Выглядело это все довольно погано, и нас покоробило. И тогда мы хакеры-доброжелатели провернули одну штуку. С электронного адреса Боба на адрес одного уважаемого экономического издания пришло письмо, в котором автор доводил до сведения общественности, что высказанные им какое-то время назад соображения о возможном кризисе в компании «Би эС Ка» не соответствуют действительности и носят заказной характер. Дело в том, что холдинг небезызвестного господина Вдовина собирается приобрести «Би эС Ка», для чего и нужны распространяемые якобы инсайдерские сведения о кризисе в этой компании. Одним из спикеров информационной атаки выступил ваш покорный слуга, за что он и приносит свои глубочайшие извинения. В реальности никаких оснований для банкротства или падения курса акций «Би эС Ка» нет.
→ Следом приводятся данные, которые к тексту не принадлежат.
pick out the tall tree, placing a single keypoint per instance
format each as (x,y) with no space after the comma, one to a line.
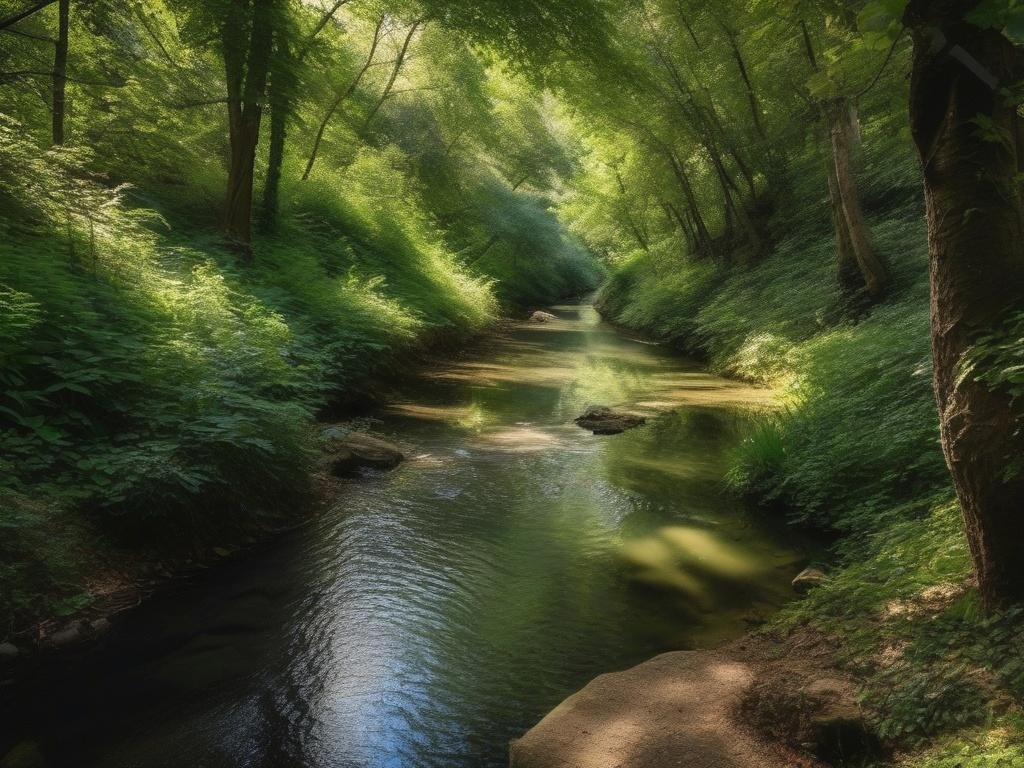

В уважаемом экономическом издании подохренели от такой малявы и принялись перезванивать фигуранту. Фигурант ответил и подтвердил подлинность, изложенной в письме информации и попросил осветить этот момент в вашем достойном СМИ, дабы развеять, дабы исправить.

Такой разговор соорудить не составило труда – образцов голоса объекта в широком доступе полно.

Понаблюдаем, как Боб будет разруливать с этим похожим на «Судзуки Эскудо» Вдовиным.


***

Вечером следующего дня Боб стоял у местного железнодорожного вокзала, чуть в стороне от главного крыльца. Нужный поезд уже на путях. С минуты на минуту должен Эндерс появиться, Пашка и Влад уехали утром на микроавтобусе, принадлежащем одной своей фирме.